MENAWAR HUKUMAN

 “ Mbak, kalau misalnya Rp 5.000.000,- saja gimana, mbak?

“ Maaf, sesuai dengan kontrak yang sudah ditandatangani, tetap kena denda Rp 13.000.000,-. “

“ tapi, kalau outsourcing lain bisa ditawar,Mbak”

“Kalau di sini tidak bisa. Kami manut kontrak ”

“aduh, saya lagi nggak punya uang ini…”

“kalau gitu jangan resign sekarang,mbak”

                Pembicaraan seperti ini biasa terjadi di ruangan kantor Sumber Daya Manusia (SDM) outsourcing , di saat ada pegawai yang ingin mengundurkan diri lebih cepat dari kontrak yang sudah disetujui.

Biasanya, sebelum seseorang diterima menjadi pegawai di sebuah perusahaan, akan dilaksanakan penandatanganan kontrak kerja antara calon pegawai dan pihak perusahaan untuk mengetahui hak dan kewajiban kedua belah pihak. Dan untuk mengurangi terjadinya turn-over [1]yang tinggi, maka dalam salah satu pasal di perjanjian, disebutkanlah bahwa pegawai wajib bekerja di bawah perusahaan tersebut minimal selama 1 tahun, bila pegawai tersebut melanggar akan dikenakan penalty. Penalty atau hukuman bila pegawai itu melanggar perjanjian  adalah yang bersangkutan akan dikenakan denda sejumlah Rp 13.000.000,- . Apabila seorang calon pegawai tidak menyetujui isi dari kontrak, terutama pada bagian penalty, maka calon pegawai dapat mengundurkan diri dari tawaran pekerjaan yang ada.

Bagi perusahaan, denda sejumlah Rp13.000.000 sesuai dengan usaha perusahaan dalam mencari tenaga kerja atau pegawai. Seluruh lika-liku mencari orang yang terbaik, dimulai dari tes penampilan-psikotes-wawancara, menghabiskan sejumlah uang yang tidak sedikit, sehingga kehilangan seorang pegawai yang potensial sangat tidak diinginkan. Selain itu, penalty berfungsi agar pihak calon pegawai bersikap hati-hati dalam memperlakukan pekerjaannya.  Dan kontrak keja dihadirkan agar kedua belah pihak menghargai kontrak yang sudah ditandatangai di atas materai – yang berarti di bawah hukum- tersebut.

Namun, ada kalanya  pegawai mengundurkan diri lebih cepat dari tanggal yang ditentukan karena berbagai alasan.

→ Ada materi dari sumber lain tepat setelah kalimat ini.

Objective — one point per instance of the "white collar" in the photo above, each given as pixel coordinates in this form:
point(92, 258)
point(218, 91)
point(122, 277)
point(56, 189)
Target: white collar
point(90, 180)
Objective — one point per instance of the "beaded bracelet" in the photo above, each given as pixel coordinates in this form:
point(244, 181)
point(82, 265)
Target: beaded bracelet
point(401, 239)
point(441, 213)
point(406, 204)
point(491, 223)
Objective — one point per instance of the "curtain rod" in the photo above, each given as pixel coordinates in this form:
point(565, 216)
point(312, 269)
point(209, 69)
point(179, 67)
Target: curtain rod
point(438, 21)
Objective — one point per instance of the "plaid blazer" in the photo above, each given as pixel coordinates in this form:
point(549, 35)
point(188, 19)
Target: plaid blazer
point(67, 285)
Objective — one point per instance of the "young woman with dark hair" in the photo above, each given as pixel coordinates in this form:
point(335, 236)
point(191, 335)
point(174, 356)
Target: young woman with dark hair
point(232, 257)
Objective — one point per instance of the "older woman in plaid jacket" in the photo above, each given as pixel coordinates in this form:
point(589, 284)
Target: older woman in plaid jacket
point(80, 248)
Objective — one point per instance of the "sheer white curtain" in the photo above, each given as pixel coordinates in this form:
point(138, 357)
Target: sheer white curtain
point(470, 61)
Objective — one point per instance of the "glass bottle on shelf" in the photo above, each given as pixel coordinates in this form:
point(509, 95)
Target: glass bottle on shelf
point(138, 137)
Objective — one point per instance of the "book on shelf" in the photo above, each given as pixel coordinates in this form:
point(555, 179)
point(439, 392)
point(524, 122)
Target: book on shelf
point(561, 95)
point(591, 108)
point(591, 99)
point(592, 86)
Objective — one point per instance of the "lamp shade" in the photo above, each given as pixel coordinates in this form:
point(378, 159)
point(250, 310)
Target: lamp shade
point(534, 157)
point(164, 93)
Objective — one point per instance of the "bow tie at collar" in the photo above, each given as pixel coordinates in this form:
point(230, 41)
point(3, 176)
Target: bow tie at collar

Mulai dari menikah, sekolah atau mendapatkan pekerjaan yang lebih baik.  di saat seperti ini, pegawai yang keluar dari pekerjaan sebelum 1 tahun ini biasannya mencoba-coba untuk menawar denda penalty tadi. Bagi bagian SDM perusahaan, tawar menawar ini sungguh menyebalkan. Hal ini dikarenakan  pegawai tersebut tidak menghormati kontrak yang berlaku yang berarti merupakan pelecehan pada perusahaan.  Namun, pada kenyataannya, pegawai yang resign di bawah 1 tahun selalu melakukan aksi tawar harga ini.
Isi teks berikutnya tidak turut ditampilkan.